Patrick CEO Michael Jovicic said: “MUA is clearly embarking on a major industrial campaign before Christmas. It looks like the union is trying to deprive the Melbourne public of Christmas gifts after everything the Victorians have been through in the past 18 months – it’s truly mind-boggling. “
The MUA was quick to respond, saying the company was engaging in an “exaggerated public relations spin”, stating firmly that rotating strikes throughout October “would not ruin Christmas”. The union accuses the terminal operator of “corporate tactics to refuse a modest pay rise and remove previously agreed conditions on secure jobs.” The union says it declined an offer to renew the previous contract due to changes that would affect the job security of its members.
“That the Christmas shelves are not stocked on time is a complete make-up,” said MUA Deputy National Secretary Jamie Newlyn. “There is a lot of capacity on the Australian waterfront with other container terminal operators to make sure our stores are full of stock and the kids get their Christmas presents. We’re trying to limit the impact on the public by simply quarantining the action at Patrick, where the dispute is. “
Patrick Terminals says, however, that the mobile strikes will have a much bigger impact as they will spread to neighboring operations and other ports in the country.
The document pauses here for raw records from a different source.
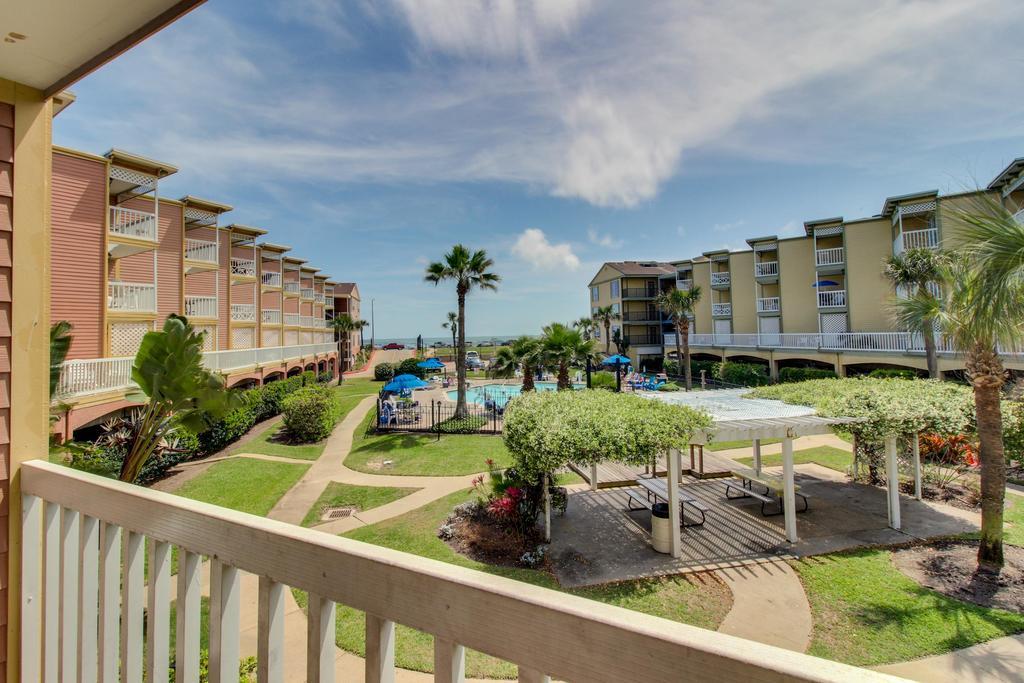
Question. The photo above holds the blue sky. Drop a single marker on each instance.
(556, 134)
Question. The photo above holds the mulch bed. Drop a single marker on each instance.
(950, 567)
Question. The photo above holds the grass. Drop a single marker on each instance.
(825, 456)
(676, 598)
(451, 455)
(360, 498)
(728, 445)
(867, 612)
(246, 484)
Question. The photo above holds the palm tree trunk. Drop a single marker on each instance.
(461, 411)
(986, 374)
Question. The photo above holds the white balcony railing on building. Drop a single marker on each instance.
(131, 297)
(832, 299)
(830, 256)
(132, 223)
(201, 306)
(201, 250)
(95, 564)
(924, 239)
(245, 267)
(244, 312)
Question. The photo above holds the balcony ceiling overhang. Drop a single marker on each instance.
(50, 44)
Retailer associations fear the impact on small stores, with Patrick saying the strike was most likely to impact imported electronics, furniture, sports equipment and building materials as it approaches. Xmas.
Talks between the union and the terminal operator reportedly collapsed last Friday, September 24, after the union rejected an offer of a 2.5 percent wage increase for four years. The union started notifying union actions planned over the weekend.
Earlier in 2021, the Maritime Union of Australia entered into separate agreements in February with DP World and in June with Hutchison Ports for its terminals in Sydney and Brisbane. MUA and Patrick have been locked in a protracted dispute. The union organized a union action in September 2020 against the Patrick terminal in Port Botany in Sydney and before the union was fired to work around 100,000 containers were said to have been saved in the port.